Was Standard-CRM wirklich kann – und was nicht
Standard-CRMs sind hervorragend für klassische Vertriebspipelines mit überschaubarer Logik: Lead anlegen, Stufen durchlaufen, Angebot, Abschluss, Reporting. Sobald Vertriebsprozesse von der Norm abweichen – mehrstufige Freigaben, Provisionsmodelle, Außendienst mit Gebietsschutz, Reseller-Strukturen oder enge ERP-Verzahnung – wird angepasst, was angepasst werden kann, und gebogen, was sich biegen lässt.
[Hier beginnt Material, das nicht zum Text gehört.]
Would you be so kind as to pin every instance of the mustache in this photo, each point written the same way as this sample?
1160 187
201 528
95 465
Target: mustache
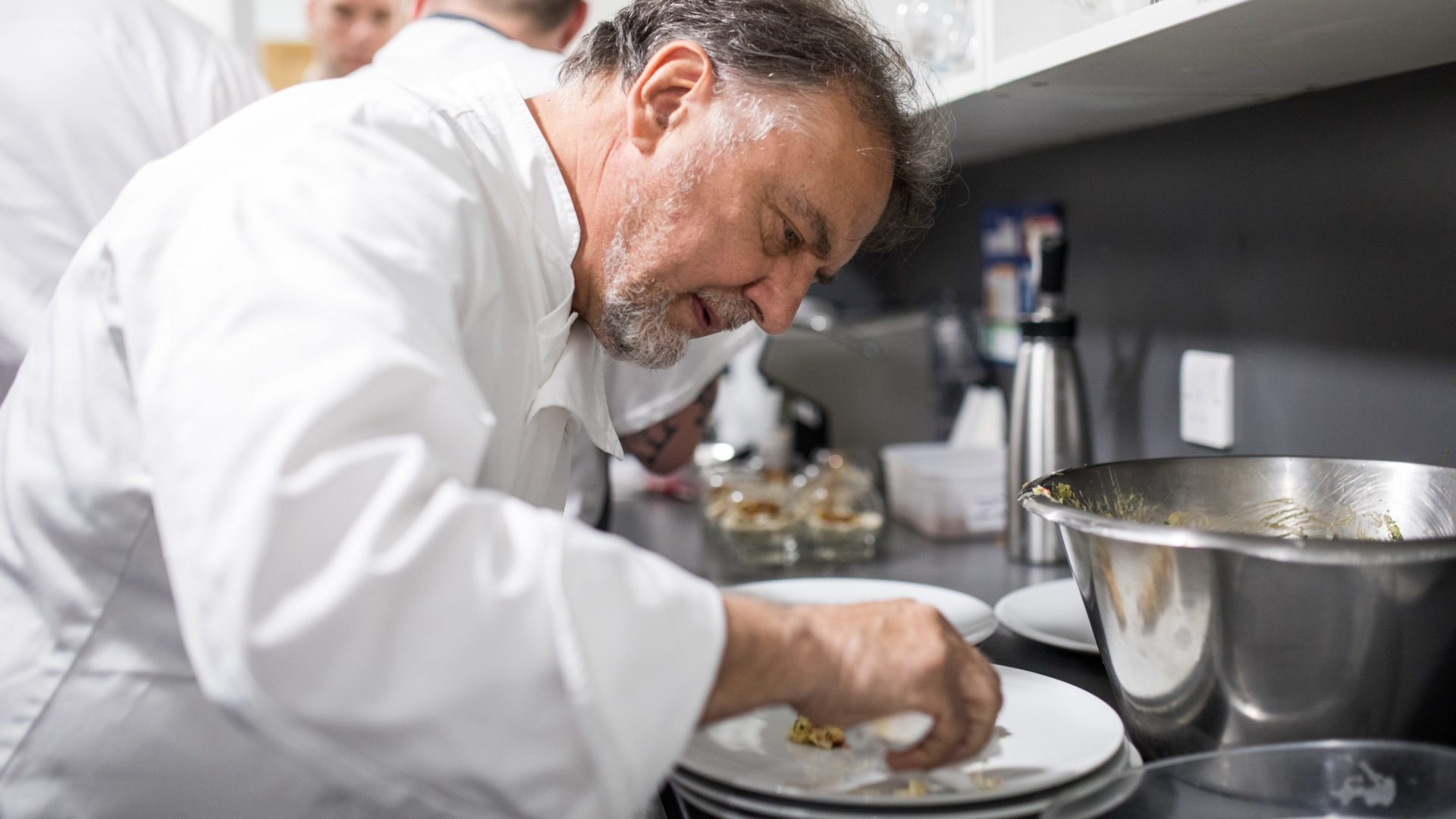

Das Ergebnis: hohe Customizing-Kosten, Lock-in und ein System, das niemand mehr mag.
Echte Kosten eines Standard-CRMs nach 3 Jahren
- Lizenzkosten: bei 15 Nutzern Salesforce Enterprise ca. 27.000 €/Jahr, also 81.000 € in 3 Jahren
- Implementierungs-Partner für initiale Anpassungen: ca. 15.000 – 40.000 €
- Laufende Customizing- und Workflow-Anpassungen: ca. 5.000 – 15.000 €/Jahr
- Schnittstellen-Module (ERP, DATEV, Telefonie): meist Aufpreis bei jedem Anbieter
- Realistische Gesamt-Investition über 3 Jahre: 120.000 – 200.000 €
Wann sich ein individuelles CRM rechnet
Ein eigenes CRM lohnt sich ab ca. 10–15 internen Nutzern oder bei wiederkehrenden Spezialanforderungen, die im Standard nur mit Schmerz abzubilden sind. Die einmalige Investition liegt typischerweise bei 35.000 – 90.000 €, danach laufen nur Hosting (EU, ab 80 €/Monat) und Weiterentwicklung als Retainer (optional, ab 600 €/Monat). Nach 24–30 Monaten ist die Gesamtkostenrechnung meist günstiger als ein Standard-CRM – und das System tut exakt, was ihr braucht.
Entscheidungs-Matrix
- Klassischer B2B-Vertrieb, < 10 Nutzer, Standardprozesse → HubSpot oder Pipedrive
- Großer Enterprise-Vertrieb mit globalen Anforderungen → Salesforce
- Mittelständische Industrie mit Spezial-Pipeline & ERP-Anbindung → individuell
- Reseller-/Partnerstruktur mit Provisionslogik → individuell
- Kundenportal + CRM aus einem Guss → individuell
- Reine Lead-Erfassung mit < 3 Vertrieblern → HubSpot Free reicht oft
Was im individuellen CRM oft schon im MVP steckt
- Vertriebs-Pipeline exakt nach euren Stufen
- Rollen- und Rechtekonzept inkl. Gebiets- und Teamlogik
- Aktivitäten, Aufgaben und automatische Erinnerungen
- Angebots- und Auftragsanlage mit Vorlagen
- Reporting-Dashboards für Vertriebsleitung
- Schnittstellen zu DATEV, Outlook, ERP oder Buchhaltung
- DSGVO-konform, EU-gehostet, Eigentum am Code
Worauf bei der Migration zu achten ist
Wer von Standard-CRM zu einer eigenen Lösung wechselt, braucht einen sauberen Migrationsplan: Datenexport, Mapping auf das neue Datenmodell, Übernahme von Aktivitätshistorien, Schulung der Nutzer und ein paralleler Pilot-Betrieb von 4–8 Wochen, bevor das alte System abgeschaltet wird. Wir empfehlen einen Soft-Cutover statt Big Bang.